Friday, May 20, 2011

Extending JavaDoc

I don't think I've seen a piece of code more poorly designed for extension, and more in need of it, than JavaDoc. I'm in the process of removing Tapestry's Maven-based component report (as part of an overall move from Maven to Gradle). My goal is to merge what currently comes from the component report directly into the JavaDocs.
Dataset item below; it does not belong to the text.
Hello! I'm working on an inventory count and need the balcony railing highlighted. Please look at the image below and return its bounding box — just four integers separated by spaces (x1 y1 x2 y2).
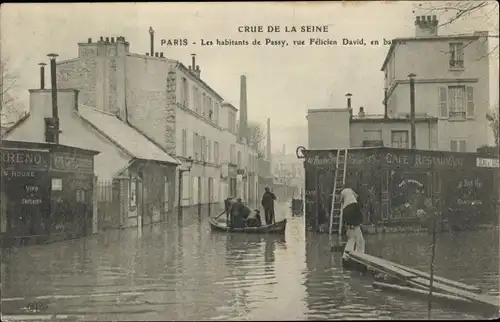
450 60 464 68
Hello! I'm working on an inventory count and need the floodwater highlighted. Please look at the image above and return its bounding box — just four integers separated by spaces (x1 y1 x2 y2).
1 205 499 321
My first approach was to extend the built-in HtmlDoclet , the one that generates the every-day HTML report. Good luck with that ... it's like a field guide to anti-patterns for preventing extensibility. Here's an example:

public class HtmlDoclet extends AbstractDoclet {
    
    /**
     * The global configuration information for this run.
     */
    public ConfigurationImpl configuration = 
        (ConfigurationImpl) configuration();
    

    /**
     * Create the configuration instance.
     * Override this method to use a different
     * configuration.
     */
    public Configuration configuration() {
        return ConfigurationImpl.getInstance();
    }

    ...
}

public class ConfigurationImpl extends Configuration {

    /**
     * Constructor. Initialises resource for the
     * {@link com.sun.tools.doclets.MessageRetriever}.
     */
    private ConfigurationImpl() {
        standardmessage = new MessageRetriever(this,
            "com.sun.tools.doclets.formats.html.resources.standard");
    }
    
    public static ConfigurationImpl getInstance() {
        return instance;
    }

   ...
}

So, HtmlDoclet commits the cardinal sin of down-casting from the interface to the implementation class, and ConfigurationImpl is effectively final, as its only constructor is private. But you are encouraged to override the configuration anyway (recommended only if your goal is to throw a ClassCastException).

JavaDoc is old. The HtmlDoclet is just ... tired. Someone failed to tell these folks about XML and XSL, for example ... or about HTML and CSS, for that matter. JavaDoc is screaming out to be a tool that generates an XML representation of Java source content that can then be transformed into an HTML document tree via XSLT. I've seen an abandoned project along those lines. Perhaps in my spare time ... it would be a fun little side project to create that, and create a really world-class JavaDoc.

In any case ... I've been forced to impose the use of a @tapestrydoc tag on component classes that wish to be documented. Not the end of the world, but not backwards compatible either (though the Tapestry 5.2 Maven component report will continue to work with Tapestry 5.3, so that's not a deal-breaker).